К этому крылу принадлежит теория государственности Фуко, которая видит неолиберальные тенденции уже в XVIII веке. Конечно, если относиться к неолиберализму как к идее или как к определенному набору государственных практик, можно отыскать множество его предшественников.

Но тут упускается тот способ, которым капиталистический класс организовал свои усилия в 1970-е и начале 1980-х. Было бы верно сказать, что в то время—по крайней мере, в англоговорящем мире—корпоративный капиталистический класс пришел к довольно мощному единению. Они достигли согласия по многим вопросам—например, по вопросу о том, что им необходима политическая сила, которая бы их по-настоящему представляла. Отсюда захват Республиканской партии и попытка, по крайней мере, до некоторой степени, подорвать Демократическую партию.

С 1970-го года Верховный суд принял ряд решений, которые позволили корпоративному капиталистическому классу с большей, чем прежде, легкостью покупать выборы. Например, реформа финансирования избирательных кампаний, которая превратила спонсорские вливания в форму «свободы слова». В Соединенных Штатах давно существует традиция покупки выборов корпоративными капиталистами, но теперь она из тайной коррупции превратилась в легальный процесс.
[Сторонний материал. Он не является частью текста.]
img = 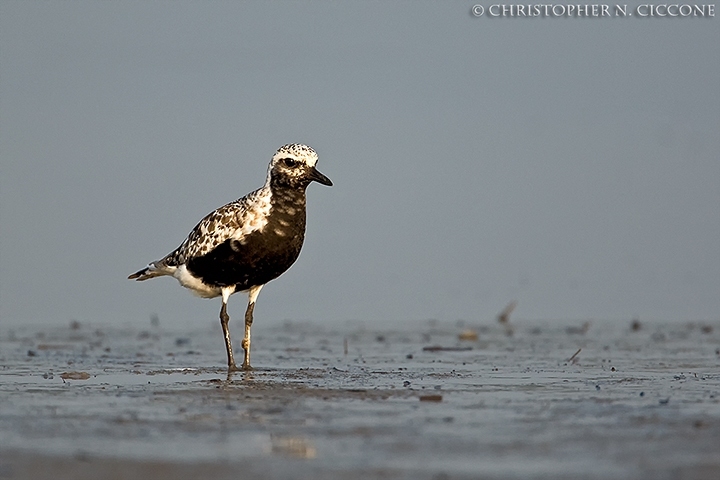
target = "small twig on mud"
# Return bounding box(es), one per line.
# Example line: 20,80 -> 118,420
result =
497,301 -> 517,324
568,348 -> 582,362
423,345 -> 473,352
497,301 -> 517,336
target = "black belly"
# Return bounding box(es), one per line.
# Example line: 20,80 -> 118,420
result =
186,229 -> 304,291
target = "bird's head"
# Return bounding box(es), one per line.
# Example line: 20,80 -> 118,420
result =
266,144 -> 333,189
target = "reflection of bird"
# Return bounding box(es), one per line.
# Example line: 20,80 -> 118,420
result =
128,144 -> 332,371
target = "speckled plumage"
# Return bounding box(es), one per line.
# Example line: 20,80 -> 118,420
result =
169,189 -> 271,266
128,144 -> 332,371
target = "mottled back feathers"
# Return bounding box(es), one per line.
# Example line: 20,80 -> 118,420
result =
164,187 -> 272,267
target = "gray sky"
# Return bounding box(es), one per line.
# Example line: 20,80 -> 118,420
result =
1,2 -> 718,329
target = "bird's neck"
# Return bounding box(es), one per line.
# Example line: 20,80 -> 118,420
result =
268,185 -> 307,218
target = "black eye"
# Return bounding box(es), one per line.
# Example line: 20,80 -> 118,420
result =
283,158 -> 297,168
В целом, я полагаю, этот период определялся широким движением по многим фронтам, идеологическим и политическим. И единственный способ, которым можно объяснить это широкое движение—признать довольно высокий уровень солидарности в классе корпоративных капиталистов. Капитал реорганизовал свою власть в отчаянной попытке восстановить свое экономическое благосостояние и влияние, которые были серьезно подорваны в период с 1960-х по 1970-е.

С 2007 года происходили многочисленные кризисы. Как нам помогает их понять история неолиберализма и сам этот концепт?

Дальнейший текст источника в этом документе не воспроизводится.